The model for the hMAO isoforms was obtained from the RCSB Protein Data Bank (PDB) X-ray crystallographic structures, namely from enzyme–ligand complexes with PDB codes 2BXR [47] and 2V5Z [48] for hMAO-A and hMAO-B, respectively. The model structures of the compounds 4a, 4d, and 5a were obtained by Maestro v9.3 [60], and their geometry was firstly optimized using Ghemical v. 2.0 [61] and then submitted to a random conformational search (RCS) of 1000 cycles and 2500 optimization steps using the Tripos 5.2 force field [62]. To obtain the MAO´s structure, the original PDB complex model structures were treated using Maestro, by removing the original ligand, solvent, and co-crystallization molecules and then adding the H atoms. In the case of the structure with PDB code 2BXR, the clorgyline ligand was covalently bonded to FAD, and so missing atoms, side chains, and bonding orders of FAD were fixed.

The minimized structures of the ligands were docked into the hMAO´s structure with GOLD software v. 5.2 [63], and the zone of interest was established as the residues within 5 Å from the original position of the ligand in the crystal structure.
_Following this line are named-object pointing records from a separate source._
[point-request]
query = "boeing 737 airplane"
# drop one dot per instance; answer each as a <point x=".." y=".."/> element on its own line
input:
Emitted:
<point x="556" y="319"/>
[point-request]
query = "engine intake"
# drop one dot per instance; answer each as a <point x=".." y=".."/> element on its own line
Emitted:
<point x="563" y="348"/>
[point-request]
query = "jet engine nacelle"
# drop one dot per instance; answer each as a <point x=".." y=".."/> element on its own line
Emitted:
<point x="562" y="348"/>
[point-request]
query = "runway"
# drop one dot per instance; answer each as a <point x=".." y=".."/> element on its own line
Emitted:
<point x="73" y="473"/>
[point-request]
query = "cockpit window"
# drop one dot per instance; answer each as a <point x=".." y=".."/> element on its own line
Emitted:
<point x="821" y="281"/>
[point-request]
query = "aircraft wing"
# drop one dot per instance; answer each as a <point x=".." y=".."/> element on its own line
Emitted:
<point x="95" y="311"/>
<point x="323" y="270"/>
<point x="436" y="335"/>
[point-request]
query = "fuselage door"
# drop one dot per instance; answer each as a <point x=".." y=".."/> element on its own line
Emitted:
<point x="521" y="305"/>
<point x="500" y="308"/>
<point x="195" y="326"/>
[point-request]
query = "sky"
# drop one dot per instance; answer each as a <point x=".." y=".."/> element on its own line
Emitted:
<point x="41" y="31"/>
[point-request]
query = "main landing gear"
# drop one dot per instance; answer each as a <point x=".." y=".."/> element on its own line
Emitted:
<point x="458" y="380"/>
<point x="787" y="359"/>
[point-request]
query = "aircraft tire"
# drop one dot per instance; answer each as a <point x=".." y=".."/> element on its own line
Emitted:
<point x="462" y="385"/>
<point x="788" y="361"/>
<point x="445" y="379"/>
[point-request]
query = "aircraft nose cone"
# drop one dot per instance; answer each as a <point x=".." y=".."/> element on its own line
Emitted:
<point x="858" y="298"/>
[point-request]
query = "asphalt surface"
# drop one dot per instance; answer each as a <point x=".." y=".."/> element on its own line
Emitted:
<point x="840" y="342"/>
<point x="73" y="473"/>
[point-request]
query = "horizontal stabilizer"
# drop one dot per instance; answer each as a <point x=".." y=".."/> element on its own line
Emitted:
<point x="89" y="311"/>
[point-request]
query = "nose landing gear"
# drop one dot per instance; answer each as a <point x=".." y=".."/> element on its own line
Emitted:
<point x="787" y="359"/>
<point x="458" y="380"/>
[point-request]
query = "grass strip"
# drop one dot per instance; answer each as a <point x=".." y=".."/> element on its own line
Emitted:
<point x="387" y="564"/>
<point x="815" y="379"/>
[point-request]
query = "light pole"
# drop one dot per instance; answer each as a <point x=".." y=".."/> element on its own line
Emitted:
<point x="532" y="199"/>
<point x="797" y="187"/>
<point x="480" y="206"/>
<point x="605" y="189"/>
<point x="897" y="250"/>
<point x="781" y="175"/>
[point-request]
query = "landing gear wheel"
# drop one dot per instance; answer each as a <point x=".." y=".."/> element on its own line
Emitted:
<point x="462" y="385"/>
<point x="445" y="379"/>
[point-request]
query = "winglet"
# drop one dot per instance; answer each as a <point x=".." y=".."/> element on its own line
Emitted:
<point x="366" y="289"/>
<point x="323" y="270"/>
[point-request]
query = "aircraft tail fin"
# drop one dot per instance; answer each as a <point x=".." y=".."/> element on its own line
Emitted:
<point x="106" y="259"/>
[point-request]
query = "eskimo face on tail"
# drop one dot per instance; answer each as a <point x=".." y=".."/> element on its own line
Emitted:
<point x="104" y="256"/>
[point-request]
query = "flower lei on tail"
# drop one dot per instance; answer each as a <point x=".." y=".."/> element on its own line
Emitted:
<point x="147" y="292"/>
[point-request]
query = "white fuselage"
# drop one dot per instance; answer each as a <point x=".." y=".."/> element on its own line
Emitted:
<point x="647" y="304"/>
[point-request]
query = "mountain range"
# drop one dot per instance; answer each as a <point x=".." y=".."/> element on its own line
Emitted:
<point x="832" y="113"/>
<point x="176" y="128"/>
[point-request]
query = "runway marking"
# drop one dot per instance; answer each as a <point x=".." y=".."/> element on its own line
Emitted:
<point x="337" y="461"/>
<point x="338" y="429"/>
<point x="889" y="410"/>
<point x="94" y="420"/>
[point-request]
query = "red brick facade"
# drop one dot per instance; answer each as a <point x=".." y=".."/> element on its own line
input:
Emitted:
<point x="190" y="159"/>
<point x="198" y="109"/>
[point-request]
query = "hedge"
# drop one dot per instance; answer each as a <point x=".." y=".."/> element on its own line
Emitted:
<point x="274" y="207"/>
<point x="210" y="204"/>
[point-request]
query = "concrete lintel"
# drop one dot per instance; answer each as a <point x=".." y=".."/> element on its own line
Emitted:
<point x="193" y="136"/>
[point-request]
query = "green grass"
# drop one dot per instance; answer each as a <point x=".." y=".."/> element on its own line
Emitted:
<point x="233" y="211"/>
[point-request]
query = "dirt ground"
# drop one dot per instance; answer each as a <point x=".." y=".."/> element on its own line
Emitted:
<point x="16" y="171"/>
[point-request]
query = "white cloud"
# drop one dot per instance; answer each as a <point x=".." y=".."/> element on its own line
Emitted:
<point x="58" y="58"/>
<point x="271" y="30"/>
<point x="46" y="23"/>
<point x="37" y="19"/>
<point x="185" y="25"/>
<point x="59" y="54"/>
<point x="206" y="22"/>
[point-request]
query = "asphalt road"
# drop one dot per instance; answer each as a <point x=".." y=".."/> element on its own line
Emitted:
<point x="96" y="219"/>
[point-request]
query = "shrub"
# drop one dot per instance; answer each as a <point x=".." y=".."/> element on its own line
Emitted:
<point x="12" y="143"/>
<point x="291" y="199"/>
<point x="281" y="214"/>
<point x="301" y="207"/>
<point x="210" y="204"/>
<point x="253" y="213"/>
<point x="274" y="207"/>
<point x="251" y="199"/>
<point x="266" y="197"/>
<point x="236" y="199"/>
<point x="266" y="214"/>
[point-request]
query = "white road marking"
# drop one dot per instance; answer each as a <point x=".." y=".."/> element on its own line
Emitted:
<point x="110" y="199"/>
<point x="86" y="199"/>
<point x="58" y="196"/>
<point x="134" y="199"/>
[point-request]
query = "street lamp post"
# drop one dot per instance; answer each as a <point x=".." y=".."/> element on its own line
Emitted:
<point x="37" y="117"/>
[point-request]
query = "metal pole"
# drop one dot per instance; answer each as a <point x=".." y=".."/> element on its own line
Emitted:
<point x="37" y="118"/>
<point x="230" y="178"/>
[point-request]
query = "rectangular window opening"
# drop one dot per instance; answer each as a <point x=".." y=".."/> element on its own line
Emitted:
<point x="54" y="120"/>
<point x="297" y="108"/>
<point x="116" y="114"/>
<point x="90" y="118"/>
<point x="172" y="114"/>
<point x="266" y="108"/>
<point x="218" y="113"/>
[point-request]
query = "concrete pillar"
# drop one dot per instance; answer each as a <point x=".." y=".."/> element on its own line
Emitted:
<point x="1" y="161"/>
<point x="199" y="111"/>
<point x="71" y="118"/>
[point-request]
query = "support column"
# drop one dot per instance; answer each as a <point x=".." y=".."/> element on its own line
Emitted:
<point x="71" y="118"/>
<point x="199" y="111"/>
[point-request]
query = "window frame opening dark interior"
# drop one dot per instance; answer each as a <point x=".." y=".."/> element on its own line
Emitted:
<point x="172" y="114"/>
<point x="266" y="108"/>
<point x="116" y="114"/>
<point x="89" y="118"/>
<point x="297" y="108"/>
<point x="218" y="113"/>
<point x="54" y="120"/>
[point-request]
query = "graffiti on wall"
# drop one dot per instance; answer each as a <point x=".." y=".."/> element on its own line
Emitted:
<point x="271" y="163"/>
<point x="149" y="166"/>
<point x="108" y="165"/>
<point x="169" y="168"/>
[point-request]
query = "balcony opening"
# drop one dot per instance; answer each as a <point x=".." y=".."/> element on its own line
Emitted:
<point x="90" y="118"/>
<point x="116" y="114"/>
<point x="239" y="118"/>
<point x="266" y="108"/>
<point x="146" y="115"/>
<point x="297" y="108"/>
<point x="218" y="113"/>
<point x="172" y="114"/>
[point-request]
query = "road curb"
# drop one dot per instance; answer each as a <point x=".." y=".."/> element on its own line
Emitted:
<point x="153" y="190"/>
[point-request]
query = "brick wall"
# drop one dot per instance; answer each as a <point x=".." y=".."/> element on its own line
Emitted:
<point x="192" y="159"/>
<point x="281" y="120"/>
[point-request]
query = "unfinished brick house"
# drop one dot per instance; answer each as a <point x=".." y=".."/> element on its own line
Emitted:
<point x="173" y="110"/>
The ‘allow early termination’ option was deactivated, and the remaining default parameters of Gold were used. The ligands were subjected to 100 genetic algorithm steps using ASP as the fitness function, and the best 5 poses per ligand were retained. The docking protocol was validated by re-docking the co-crystallized original ligands into the corresponding active sites of the hMAOs isoforms.

4. Conclusions

Alzheimer’s Disease (AD) and Parkinson´s Disease (PD) are complex neurodegenerative illnesses known for their multifactorial origin, with an urgent need for effective disease-modifying drugs. Cholinesterases (Che: AChE, BChE) and the amyloid-β peptide (Aβ) are among the most important targets in AD therapy. The newly developed set of multifunctional Rivastigmine–Benzimidazole hybrids (RIV–BIM) demonstrated good capacity for the inhibition of one or both ChE and also the Aβ peptide aggregation. The ChE inhibitory activity is primarily attributed to the RIV moiety, while the anti-Aβ aggregation capacity and the antioxidant activity are primarily ascribed to the BIM moiety and the inherent substituent groups, namely with metal-chelating capacity. Given that the inhibition of Aβ aggregation was dependent, at least partially, on the co-presence of Cu(II), and considering the dyshomeostasis of redox-active metal ions (e.g., Cu(II) and Fe(III)) found in some regions of AD and PD patient brains, the metal-chelating capacity for these biometal ions was evaluated in solution and corroborated by computational studies. Notably, the effect of the positional isomeric structure on the Cu(II)-chelating capacity is higher for series 5 than for series 4, attributed to the corresponding higher denticity of these compounds. Furthermore, since the loss of monoamine neurotransmitters (e.g., Dopamine) is of pivotal importance in PD and AD patient brains, attributed to monoamine oxidases (MAOs: MAO-A and MAO-B), therapeutic agents also involve MAO inhibitors. Therefore, this set of hybrids was assessed in vitro and in silico (docking simulations) for their inhibitory capacity of these enzymes and corresponding selectivity, showing reasonably good results, at least comparable to some single-target drug candidates under phase III clinical trials. Finally, similarly to former studies in neuroblastoma cell lines (SH-SY5Y), which showed that some hybrids (e.g., 4d and 5a) could reduce the toxicity induced by Aβ and ROS, as an AD model, identical neuroprotective capacity was herein observed for some compounds (e.g., 4a, 5b), when cytotoxicity was induced by MPP⁺, a PD model.

Overall, these RIV–BIM hybrids revealed the capacity to tackle multiple pathological targets of AD and PD, thus deserving further investigation as potential drug candidates for these neurodegenerative diseases.